Strongest Philippine Storm of 2014 Kills 6, Threatens ChinaCecilia Yap, Joel Guinto and Clarissa Batino
At least six people were killed as this year’s strongest storm to make landfall in the Philippines lashed Manila, shutting schools, offices and financial markets and knocking out power across most of the capital.
Typhoon Rammasun, known locally as Glenda, is now over the South China Sea, packing maximum sustained winds of 140 kilometers per hour (87 mph) and gusts of as much as 170 kph, the weather bureau said in a 5 p.m. advisory. The storm will exit Philippine territory tomorrow afternoon, it said.
Rammasun is headed in the direction of either China or more likely Vietnam, according to Alvin Pura, a weather forecaster.
At least six people were killed by falling trees or collapsing walls, Alexander Pama, executive director of the government’s disaster risk agency, said in a televised briefing. The typhoon displaced more than 338,000 people and damaged at least 321 homes, Social Welfare Secretary Dinky Soliman said in another briefing.

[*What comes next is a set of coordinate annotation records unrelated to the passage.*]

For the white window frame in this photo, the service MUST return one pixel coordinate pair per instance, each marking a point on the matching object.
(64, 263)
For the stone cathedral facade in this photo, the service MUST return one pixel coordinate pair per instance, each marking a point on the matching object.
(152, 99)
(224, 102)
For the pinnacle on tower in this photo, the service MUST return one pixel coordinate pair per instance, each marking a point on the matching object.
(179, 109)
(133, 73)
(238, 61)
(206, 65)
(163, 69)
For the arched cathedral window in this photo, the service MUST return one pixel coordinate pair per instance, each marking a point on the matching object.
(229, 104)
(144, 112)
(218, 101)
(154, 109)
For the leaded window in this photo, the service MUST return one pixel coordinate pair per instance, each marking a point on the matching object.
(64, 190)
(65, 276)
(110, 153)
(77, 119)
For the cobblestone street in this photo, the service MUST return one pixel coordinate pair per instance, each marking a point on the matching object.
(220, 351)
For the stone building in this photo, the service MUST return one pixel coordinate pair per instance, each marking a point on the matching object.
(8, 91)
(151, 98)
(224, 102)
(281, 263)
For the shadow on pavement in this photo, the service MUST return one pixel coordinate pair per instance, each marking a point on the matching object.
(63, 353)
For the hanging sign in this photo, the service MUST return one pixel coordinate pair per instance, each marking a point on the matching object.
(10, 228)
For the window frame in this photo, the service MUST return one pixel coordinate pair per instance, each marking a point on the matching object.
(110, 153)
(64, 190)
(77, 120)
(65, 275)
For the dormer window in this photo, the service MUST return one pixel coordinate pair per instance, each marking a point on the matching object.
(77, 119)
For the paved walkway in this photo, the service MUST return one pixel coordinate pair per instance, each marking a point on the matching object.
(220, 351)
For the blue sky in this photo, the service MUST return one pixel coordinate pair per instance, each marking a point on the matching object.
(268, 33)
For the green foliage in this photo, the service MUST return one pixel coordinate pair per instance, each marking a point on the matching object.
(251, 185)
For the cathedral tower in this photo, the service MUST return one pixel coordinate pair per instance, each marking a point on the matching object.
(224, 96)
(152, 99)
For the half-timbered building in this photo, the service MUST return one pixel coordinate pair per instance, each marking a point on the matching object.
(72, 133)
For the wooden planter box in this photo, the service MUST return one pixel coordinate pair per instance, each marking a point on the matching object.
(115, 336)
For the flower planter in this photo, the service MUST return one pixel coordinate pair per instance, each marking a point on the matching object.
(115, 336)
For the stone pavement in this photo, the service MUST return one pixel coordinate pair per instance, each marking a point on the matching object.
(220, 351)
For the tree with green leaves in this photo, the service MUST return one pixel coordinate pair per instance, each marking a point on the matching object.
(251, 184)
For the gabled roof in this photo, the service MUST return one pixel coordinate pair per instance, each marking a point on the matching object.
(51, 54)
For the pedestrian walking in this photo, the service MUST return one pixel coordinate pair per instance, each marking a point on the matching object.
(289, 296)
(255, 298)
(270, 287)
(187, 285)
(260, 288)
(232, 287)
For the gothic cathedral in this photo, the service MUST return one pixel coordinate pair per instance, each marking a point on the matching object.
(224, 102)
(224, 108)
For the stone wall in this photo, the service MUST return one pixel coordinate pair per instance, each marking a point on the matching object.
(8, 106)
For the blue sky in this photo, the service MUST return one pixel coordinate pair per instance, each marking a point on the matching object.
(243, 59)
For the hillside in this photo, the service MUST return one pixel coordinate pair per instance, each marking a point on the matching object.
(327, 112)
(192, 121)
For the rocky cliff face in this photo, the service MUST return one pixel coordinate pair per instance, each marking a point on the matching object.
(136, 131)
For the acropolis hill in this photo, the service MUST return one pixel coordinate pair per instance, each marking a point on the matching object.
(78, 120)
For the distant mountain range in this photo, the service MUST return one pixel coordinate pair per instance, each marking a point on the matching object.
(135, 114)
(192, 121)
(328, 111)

“The objective has to be to minimize the casualties and the hardship of our people,” President Benigno Aquino said yesterday. Aquino was monitoring the response to the disaster from his office in Manila today, his spokesman Edwin Lacierda said in a mobile-phone message.
The lowest alert in a four-scale warning system is still in effect for several areas including Metro Manila. Government offices and schools in the capital and all areas under at least a Signal 2 -- the third-highest alert -- were closed today, except for agencies involved in vital services and disaster response. There was no trading and settlement in the currency and bond markets and the Philippine Stock Exchange was shut.
Schools in most cities in the metropolis will remain closed tomorrow, according to a government website.
Manila Electric Co. said power was cut to almost 90 percent of its customers in the capital and nearby provinces, where about a fourth of the nation’s 107 million people live. Strong winds toppled power poles and brought down transmission lines, the company said on its Facebook page, without giving an estimate on when supply may be restored. Eleven provinces were still without electricity, the disaster agency’s Pama said.
The company targets to bring power back to 60 percent of the capital, Energy Secretary Jericho Petilla said in an interview with ABS-CBN News Channel.
As many as 6,000 people were stranded in ports, with at least 11 roads and one bridge outside Manila impassable, the National Disaster Risk Reduction and Management Council said in a 6 a.m. update. About 230 international and local flights were canceled, Pama said.
A Singapore Airlines Ltd. plane came into contact with an aerobridge at the Ninoy Aquino International Airport in Manila as strong winds moved the aircraft, the company said by e-mail. A Malaysian Airline System Bhd plane damaged its fuselage after it hit a set of service stairs stationed nearby while it was parked at the cargo terminal, Manila airport general manager Jose Angel Honrado said.
“The Malaysians and Singaporeans are assessing their aircraft to decide on what to do,” Honrado said by phone. The airlines were asked to secure the planes to prevent further damage, he said.
The typhoon grounded a ferry in Batangas province and a cargo vessel in Cavite, the Radyo Inquirer reported, citing Coast Guard spokesman Commander Armand Balilo, adding that no one was hurt.
Strong winds damaged part of an external wall at one of Ayala Land Inc.’s malls in the Makati financial district, the company said in an e-mail, with no injuries.
The Philippines, battered by cyclones that form over the Pacific Ocean, is the second most-at-risk nation globally from tropical storms, after Japan, according to Maplecroft, a research company based in Bath, England.
Super Typhoon Haiyan, the strongest storm in the world to hit land, killed more than 6,200 people in the Philippines in November and left more than a thousand missing. Haiyan, the equivalent of a Category 5 hurricane, had top winds of almost 196 miles per hour and winds as fast as 235 mph, the U.S. Navy’s Joint Typhoon Warning Center said.
As many as 10 typhoons may develop or enter the Philippines in the third quarter.
A 45-year-old woman and her 18-year-old son who were gathering grass to feed cattle were killed on July 14 after they were struck by lightning in Batangas, a province south of Manila, the police said. A 25-year-old woman in Northern Samar died after she was hit by a toppled electricity post, the government’s risk agency said. Three fishermen went missing yesterday off the island province of Catanduanes.
In Albay where the storm first hit and which has been placed under a state of calamity, trees were uprooted and some homes made from light wood damaged, Colonel Raul Farnacio, a provincial army commander said in a mobile-phone message.
At least a dozen high-voltage power transmission lines have been affected, isolating the Bicol region where the storm made landfall, transmission company National Grid Corp. of the Philippines said in a 7 a.m. update.